We now know that our Speak family indeed is from the Gisburn area, a region long suspected by John David Speake.  In fact, John long ago had found a Thomas Speak there, born in 1734, but unfortunately, he also later found his burial record.

The Gisburn Catholic Church, St. Mary’s, was established in the 1100s and has miraculously survived intact.

Their burial records begin in the early 1600s, and it’s obvious from translating those records (from Latin) that they served a number of other locations, villages and farms, in the area.  We find the earliest Speak burials beginning with Anna, daughter of William, in 1602.  Not all burial records give the location of the deceased, but those that do are all Gisburne through 1653 when a series of other locations are given.  Of course, these locations may not be new, they may simply have been among those without a location given earlier.

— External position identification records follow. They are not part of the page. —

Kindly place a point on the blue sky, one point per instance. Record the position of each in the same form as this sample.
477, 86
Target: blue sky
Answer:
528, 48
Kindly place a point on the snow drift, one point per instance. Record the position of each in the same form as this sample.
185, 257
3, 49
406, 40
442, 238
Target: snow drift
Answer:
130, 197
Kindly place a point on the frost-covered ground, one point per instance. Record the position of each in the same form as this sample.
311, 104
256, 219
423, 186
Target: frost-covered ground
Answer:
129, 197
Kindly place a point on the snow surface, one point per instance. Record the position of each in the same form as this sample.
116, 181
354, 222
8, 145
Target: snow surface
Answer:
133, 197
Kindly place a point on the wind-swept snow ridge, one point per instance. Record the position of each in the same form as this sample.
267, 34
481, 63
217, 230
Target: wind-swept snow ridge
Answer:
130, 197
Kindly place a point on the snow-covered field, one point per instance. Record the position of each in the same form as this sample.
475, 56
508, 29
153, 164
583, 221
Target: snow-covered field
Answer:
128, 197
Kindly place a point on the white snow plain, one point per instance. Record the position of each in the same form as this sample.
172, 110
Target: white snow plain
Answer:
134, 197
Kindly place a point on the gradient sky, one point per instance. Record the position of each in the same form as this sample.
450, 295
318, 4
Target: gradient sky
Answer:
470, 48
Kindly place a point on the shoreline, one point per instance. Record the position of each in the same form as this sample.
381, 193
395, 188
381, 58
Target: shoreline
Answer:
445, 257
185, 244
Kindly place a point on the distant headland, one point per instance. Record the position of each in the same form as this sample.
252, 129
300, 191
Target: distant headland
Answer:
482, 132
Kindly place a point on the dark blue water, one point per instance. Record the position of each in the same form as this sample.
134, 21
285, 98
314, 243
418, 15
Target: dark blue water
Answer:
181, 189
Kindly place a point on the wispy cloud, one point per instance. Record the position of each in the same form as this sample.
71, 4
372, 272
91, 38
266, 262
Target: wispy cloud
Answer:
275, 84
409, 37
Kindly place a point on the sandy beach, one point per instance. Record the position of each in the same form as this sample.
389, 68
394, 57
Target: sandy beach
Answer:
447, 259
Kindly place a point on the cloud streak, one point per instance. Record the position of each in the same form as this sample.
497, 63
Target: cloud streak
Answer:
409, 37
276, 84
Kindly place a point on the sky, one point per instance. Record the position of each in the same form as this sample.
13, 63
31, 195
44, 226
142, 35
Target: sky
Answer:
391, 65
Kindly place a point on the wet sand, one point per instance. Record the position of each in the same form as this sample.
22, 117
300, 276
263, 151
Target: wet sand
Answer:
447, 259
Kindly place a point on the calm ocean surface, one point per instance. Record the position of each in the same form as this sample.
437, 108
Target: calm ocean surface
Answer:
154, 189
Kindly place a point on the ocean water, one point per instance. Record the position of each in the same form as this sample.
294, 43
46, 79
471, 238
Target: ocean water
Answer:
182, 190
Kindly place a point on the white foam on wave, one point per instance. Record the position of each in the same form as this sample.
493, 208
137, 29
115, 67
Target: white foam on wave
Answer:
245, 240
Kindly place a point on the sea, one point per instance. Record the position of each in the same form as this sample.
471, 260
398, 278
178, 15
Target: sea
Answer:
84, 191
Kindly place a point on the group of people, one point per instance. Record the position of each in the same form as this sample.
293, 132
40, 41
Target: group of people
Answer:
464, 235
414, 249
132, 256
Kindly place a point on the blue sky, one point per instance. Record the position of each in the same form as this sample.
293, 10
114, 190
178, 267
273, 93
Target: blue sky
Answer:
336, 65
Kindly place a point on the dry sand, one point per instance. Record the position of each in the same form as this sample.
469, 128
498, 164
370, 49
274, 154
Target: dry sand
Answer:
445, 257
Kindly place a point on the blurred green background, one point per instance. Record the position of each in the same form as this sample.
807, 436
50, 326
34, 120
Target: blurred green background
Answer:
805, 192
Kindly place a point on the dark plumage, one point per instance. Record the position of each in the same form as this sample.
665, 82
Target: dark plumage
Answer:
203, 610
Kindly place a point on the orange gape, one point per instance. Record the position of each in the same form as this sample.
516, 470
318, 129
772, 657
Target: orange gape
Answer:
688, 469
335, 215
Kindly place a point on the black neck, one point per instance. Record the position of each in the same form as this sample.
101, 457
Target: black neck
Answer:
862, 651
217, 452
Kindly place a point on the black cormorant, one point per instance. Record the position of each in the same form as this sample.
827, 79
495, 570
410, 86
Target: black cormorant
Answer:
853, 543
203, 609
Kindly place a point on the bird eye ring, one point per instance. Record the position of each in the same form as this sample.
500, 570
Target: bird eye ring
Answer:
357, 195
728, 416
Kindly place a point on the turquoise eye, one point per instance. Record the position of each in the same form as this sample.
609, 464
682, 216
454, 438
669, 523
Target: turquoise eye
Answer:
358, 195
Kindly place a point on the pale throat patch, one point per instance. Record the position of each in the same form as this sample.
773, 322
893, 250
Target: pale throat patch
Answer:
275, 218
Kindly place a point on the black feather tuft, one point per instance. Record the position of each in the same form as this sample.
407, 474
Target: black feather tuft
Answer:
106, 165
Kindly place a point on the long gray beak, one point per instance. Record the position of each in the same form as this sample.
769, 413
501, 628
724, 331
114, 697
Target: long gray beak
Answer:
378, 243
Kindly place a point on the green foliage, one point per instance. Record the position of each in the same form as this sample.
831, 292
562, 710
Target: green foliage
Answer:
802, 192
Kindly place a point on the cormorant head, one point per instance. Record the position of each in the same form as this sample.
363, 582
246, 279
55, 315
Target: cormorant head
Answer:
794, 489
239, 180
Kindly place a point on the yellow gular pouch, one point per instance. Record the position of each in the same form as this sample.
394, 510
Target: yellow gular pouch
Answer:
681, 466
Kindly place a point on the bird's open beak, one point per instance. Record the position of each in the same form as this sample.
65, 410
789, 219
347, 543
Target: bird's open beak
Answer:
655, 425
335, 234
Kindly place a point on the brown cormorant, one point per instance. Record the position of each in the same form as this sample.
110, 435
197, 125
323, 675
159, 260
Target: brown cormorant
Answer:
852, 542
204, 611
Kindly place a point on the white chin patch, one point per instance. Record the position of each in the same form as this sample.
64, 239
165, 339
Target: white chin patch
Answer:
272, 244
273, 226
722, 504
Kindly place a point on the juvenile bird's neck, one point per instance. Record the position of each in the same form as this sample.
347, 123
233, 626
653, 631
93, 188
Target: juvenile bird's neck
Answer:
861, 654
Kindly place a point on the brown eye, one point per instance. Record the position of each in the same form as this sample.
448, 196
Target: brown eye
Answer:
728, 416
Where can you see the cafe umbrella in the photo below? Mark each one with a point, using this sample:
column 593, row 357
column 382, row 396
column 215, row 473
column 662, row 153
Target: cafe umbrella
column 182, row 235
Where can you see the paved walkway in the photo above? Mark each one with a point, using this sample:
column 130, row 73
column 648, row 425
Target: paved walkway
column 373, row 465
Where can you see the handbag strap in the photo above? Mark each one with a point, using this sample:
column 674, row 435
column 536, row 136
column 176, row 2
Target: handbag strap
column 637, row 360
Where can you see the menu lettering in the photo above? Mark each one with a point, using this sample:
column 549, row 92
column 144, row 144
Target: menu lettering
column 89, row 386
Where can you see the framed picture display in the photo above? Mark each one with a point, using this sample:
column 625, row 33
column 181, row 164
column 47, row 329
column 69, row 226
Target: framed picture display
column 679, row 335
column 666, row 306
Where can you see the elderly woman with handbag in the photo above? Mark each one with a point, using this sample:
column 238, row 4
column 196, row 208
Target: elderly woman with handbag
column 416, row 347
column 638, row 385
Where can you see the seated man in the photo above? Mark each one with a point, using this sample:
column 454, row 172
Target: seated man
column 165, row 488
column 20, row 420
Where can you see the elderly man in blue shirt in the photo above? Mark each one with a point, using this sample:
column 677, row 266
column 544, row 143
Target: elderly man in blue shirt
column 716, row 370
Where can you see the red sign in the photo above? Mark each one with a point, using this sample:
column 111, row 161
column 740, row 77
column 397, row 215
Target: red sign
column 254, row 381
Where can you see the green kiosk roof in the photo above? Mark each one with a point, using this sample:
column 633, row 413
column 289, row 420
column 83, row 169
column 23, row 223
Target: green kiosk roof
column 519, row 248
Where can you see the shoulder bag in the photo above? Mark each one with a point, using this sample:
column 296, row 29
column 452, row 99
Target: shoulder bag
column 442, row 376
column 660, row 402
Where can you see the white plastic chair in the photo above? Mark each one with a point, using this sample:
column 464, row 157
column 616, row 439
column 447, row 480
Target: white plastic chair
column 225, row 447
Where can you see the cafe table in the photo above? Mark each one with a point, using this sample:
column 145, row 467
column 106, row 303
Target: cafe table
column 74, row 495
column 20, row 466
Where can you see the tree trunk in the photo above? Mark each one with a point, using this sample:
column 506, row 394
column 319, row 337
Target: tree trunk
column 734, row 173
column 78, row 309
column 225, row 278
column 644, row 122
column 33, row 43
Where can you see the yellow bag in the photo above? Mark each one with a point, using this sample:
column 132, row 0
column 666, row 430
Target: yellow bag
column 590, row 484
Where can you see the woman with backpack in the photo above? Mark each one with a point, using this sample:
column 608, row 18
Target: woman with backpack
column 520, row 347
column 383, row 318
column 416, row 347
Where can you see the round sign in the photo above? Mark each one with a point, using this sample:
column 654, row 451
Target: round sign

Locations include:  Gisburne, Howgill, Rimington, Paythorn, Twiston, Miley, Horton, Varleyfield, Pasture House, Waitley, Todber, Watthouse, Yarside, Bracewell, Martintop and Newby.  This list takes us through 1828, when the Speak burials cease until in the mid 1900s.  The records may not be complete.

On the map below, you can see that all of these locations that have corresponding locations today are within 2 or 3 miles of Gisburn(e).  Those locations that do not exist on the map today may well have been farm or manor names that disappeared instead of becoming hamlets.  The location just below Gisburn with no name is Todber.  A caravan park is located there today, but otherwise, it has disappeared.

Many, many unmarked burials exist in this ancient churchyard that entirely surrounds the church.

The dashes on the cemetery map above are unmarked graves.  Fifty-one Speak burials exist in the records, and most of them are quite early.  I spent some time “reassembling” families and many family units are evident, although there is a pronounced repetition of names.

A bit of English history may be somewhat enlightening.  John feels that this group of Speaks families was not landowning.  In other words, they were not royalty, were not wealthy, did not have coats of arms, etc.  In medieval England, if you were not a land owner, then you were a tenant farmer, either free or bond.  Bond did not mean slavery, but it did mean you had little freedom to leave.  However, the freedmen had little opportunity to leave either, required the manor owner’s permission, and there was no place within the British Isles to go anyway.

Given that we are now back to the end of written records, and that is within 300 years or so of when all families took surnames, and that is within 200 years of when the first families took surnames – we may be to a time period when we will not be able to find any specific records of our Thomas or his family.  John now tells us that he has found a Speak family record in Downham, about 5 miles away, dating to 1305.  The Speak family is indeed ancient in that region and it would be a wonderful experience to walk where they trod, where our DNA still exists today, and from whence we sprang.

Thanks to DNA testing, if we never find any more information at all, we know the area and the family line that our Speak family is from.  That indeed, is a wonderful gift, and one that our ancestors gave us through their DNA.

So what comes next?  A trip to Gisburn of course!  Indeed, in 2013, several members of the Speak(e)(s) Family Association will hold our annual convention in Gisburn.  Indeed, we are going to walk in the cemetery and stand inside the church that our ancestors assuredly visited.  What would Thomas think?  His descendants, nearly 400 years after his birth, come home to find his family and the land he left.

This would not have been possible without the combined research efforts of several people in the US documenting the life of Thomas Speak, without John David Speake in England and his blood-hound research, without the Speak family members in the US who have DNA tested, or without our Australian cousin.  He was the lynchpin, the missing puzzle piece, the keystone.  We hope that he can join us in England in 2013 for a homecoming in the beautiful village of Gisburn.